Esos programas privados que circulan entre amigos y cuentan anécdotas personales, esas confesiones clandestinas de que está hecha la novela circulan de forma muy parecida a las palabras de Yoani y Wendy en La Habana real. Capítulos fotocopiados que reclaman la firma de la autora, entradas del blog impresas y guardadas entre los libros que exaltan la revolución. Mientras muchos jóvenes y no tan jóvenes de Latinoamérica siguen soñando con las apoteosis de la Sierra Maestra, dos escritoras que fueron “ideadas y estructuradas” por la revolución vaticinan en un nuevo coro la celebración del eterno medio siglo: “Los días primero de enero aquí se conmemora todo y no se festeja nada. Primero de enero a esta misma hora: triunfo de la revolución efemérides y banderas colgando de los balcones junto a la ropa interior. Todo duerme”. “Las revoluciones no duran medio siglo, les advierto a los que me preguntan. Terminan por devorarse a sí mismas y excretarse en autoritarismo, control e inmovilidad. Expiran siempre que intentan hacerse eternas. Fallecen por querer mantenerse sin cambiar.
Yo la conocí cadáver, se los digo. Aquel año 1975 en el que nací, la sovietización había borrado toda la espontaneidad y nada quedaba de la rebeldía que evocaban los mayores. Los escapularios con los que habían bajado de la montaña estaban ya proscritos y aquellos soldados de la Sierra Maestra, se habían vuelto adictos al poder.

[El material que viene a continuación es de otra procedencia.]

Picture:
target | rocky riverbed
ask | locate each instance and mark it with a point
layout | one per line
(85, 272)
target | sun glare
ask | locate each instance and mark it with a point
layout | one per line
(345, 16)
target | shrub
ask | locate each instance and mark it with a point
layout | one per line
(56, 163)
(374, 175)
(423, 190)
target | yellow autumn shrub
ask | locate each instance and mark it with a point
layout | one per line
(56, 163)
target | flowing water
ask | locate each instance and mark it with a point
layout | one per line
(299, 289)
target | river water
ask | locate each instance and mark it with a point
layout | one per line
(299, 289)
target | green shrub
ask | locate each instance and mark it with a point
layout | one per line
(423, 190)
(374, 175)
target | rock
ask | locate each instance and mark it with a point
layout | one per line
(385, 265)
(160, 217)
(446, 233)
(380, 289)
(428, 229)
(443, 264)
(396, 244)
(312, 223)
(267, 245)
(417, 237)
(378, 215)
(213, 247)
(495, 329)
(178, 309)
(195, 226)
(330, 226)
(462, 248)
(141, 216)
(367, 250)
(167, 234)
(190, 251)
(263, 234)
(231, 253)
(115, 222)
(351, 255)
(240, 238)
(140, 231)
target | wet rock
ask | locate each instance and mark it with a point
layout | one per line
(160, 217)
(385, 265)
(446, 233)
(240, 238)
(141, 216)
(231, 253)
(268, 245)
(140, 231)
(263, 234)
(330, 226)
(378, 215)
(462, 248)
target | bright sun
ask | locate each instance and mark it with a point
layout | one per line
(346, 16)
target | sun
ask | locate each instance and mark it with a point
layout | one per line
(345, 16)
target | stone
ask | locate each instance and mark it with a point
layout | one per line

El resto ha sido el prolongado velatorio de lo que pudo ser, los cirios encendidos de una ilusión que arrastró a tantos. Este enero la difunta cumple un nuevo aniversario, habrá flores, vivas y canciones, pero nada logrará sacarla del panteón, hacerla volver a la vida. Déjenla descansar en paz y comencemos pronto un nuevo ciclo: más breve, menos altisonante, más libre.”